Sunday 6 April 2008

Against the rules! Bad behaviour


When I was eight and preparing to first communion(as a catholic) I learnt that swearing is a sin. Before that I heard swear-words in school or on the street, but no one in my home ever used them so it was natural for me not to us them too. But when swearing became a sin, something forbidden, it became cool. Only few who weren't scared of adults and punishment decide to swear, this brave ones were usually trublemakers who didn't ever think about consequences. But what with me? Kid who always gets good grades and is a living example of good behaviour? I think back then I started my rebelion against the rules, the causes weren't noble - to impress other kids, to feel cool and be above what adults said. So then I startet swearing.. a lot... When I went to junior high school I started to listen to heavy metal music, because society didn't accept it as a normal thing for teenager, because society rocognize it as a bad satanic music. I grew long hair because my parents hate long hair. I drank my first beer when I was 15, two months after my catholic oath not to drink alcochol till my 18 birthday, before that oath I didn't have a little willingness to do it. After that first ciarette, first big lie, first joint, first night out without telling parents, first sex... and so on.
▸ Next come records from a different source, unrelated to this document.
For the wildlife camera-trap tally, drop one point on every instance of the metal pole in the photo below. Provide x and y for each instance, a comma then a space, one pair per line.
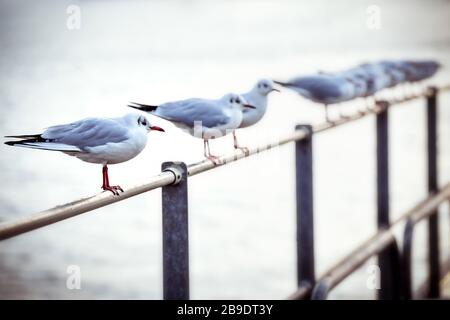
304, 197
175, 233
385, 262
433, 230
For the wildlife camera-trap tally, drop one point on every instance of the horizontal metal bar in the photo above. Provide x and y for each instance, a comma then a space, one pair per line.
44, 218
12, 228
377, 242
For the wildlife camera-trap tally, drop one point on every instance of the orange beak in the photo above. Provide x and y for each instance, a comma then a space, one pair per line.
157, 128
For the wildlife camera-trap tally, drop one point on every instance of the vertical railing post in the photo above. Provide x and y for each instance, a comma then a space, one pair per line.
304, 198
387, 282
175, 234
433, 230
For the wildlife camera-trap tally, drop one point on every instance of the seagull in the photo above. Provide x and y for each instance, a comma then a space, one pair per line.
95, 140
256, 97
322, 88
202, 118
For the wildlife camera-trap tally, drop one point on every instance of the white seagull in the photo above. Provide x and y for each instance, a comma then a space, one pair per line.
256, 97
202, 118
94, 140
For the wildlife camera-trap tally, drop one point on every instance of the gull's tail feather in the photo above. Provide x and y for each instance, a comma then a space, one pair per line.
26, 136
37, 142
143, 107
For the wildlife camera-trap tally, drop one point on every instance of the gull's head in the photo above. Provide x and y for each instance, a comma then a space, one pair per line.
233, 100
146, 125
265, 86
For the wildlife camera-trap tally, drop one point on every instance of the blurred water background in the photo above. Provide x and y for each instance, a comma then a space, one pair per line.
242, 215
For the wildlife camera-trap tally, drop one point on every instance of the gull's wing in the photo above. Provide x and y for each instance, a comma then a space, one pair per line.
90, 132
209, 112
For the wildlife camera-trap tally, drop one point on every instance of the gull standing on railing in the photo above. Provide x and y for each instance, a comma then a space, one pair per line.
202, 118
94, 140
322, 88
256, 97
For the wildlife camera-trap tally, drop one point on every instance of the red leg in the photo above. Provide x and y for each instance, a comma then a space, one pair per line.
208, 154
236, 144
106, 187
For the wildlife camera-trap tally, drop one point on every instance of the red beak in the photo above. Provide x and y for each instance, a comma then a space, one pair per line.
157, 128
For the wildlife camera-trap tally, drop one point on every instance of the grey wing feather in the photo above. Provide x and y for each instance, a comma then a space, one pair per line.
193, 110
87, 133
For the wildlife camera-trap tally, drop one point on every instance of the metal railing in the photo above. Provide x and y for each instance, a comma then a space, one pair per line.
173, 179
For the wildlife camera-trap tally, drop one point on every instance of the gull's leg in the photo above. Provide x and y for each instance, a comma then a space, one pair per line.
327, 116
236, 145
208, 154
106, 187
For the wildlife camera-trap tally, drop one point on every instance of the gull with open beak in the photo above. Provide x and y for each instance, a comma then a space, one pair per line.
95, 140
256, 97
202, 118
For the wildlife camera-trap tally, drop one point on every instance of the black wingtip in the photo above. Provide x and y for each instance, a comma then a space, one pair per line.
142, 107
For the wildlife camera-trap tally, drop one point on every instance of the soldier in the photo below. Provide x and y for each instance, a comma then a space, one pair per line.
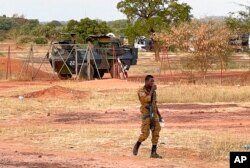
150, 116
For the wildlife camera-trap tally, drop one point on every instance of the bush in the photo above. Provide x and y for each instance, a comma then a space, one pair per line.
25, 39
2, 38
40, 40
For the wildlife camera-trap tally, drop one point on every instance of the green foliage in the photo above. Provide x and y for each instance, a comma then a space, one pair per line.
40, 40
239, 22
29, 27
118, 27
25, 39
147, 16
54, 24
87, 27
6, 24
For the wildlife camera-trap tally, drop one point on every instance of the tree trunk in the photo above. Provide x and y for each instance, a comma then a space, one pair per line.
157, 51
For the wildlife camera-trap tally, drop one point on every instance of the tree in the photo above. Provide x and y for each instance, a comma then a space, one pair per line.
118, 27
206, 41
149, 16
87, 27
6, 24
54, 24
239, 22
What pushed me to do those 'bad' things? Was my rebellion against parents? rules? society? maybe against myself?
Websites like this one http://www.raisingkids.co.uk/13_21/TEE_HR.ASP try to give parents advices how to deal with children's bad behaviour. Most of them are 'talk to your children', but in my case more my parents or other people said that thing is bad, more I wanted to do it!
This is not a lonely rebellion, I think many young people leads this kind of rebellion against the 'good'.
It makes me think, maybe 'being bad' is in humane nature?
Or maybe it isn't 'being bad'? Maybe our culture and society makes us think it is, and it is natural to fight for freendom of thought?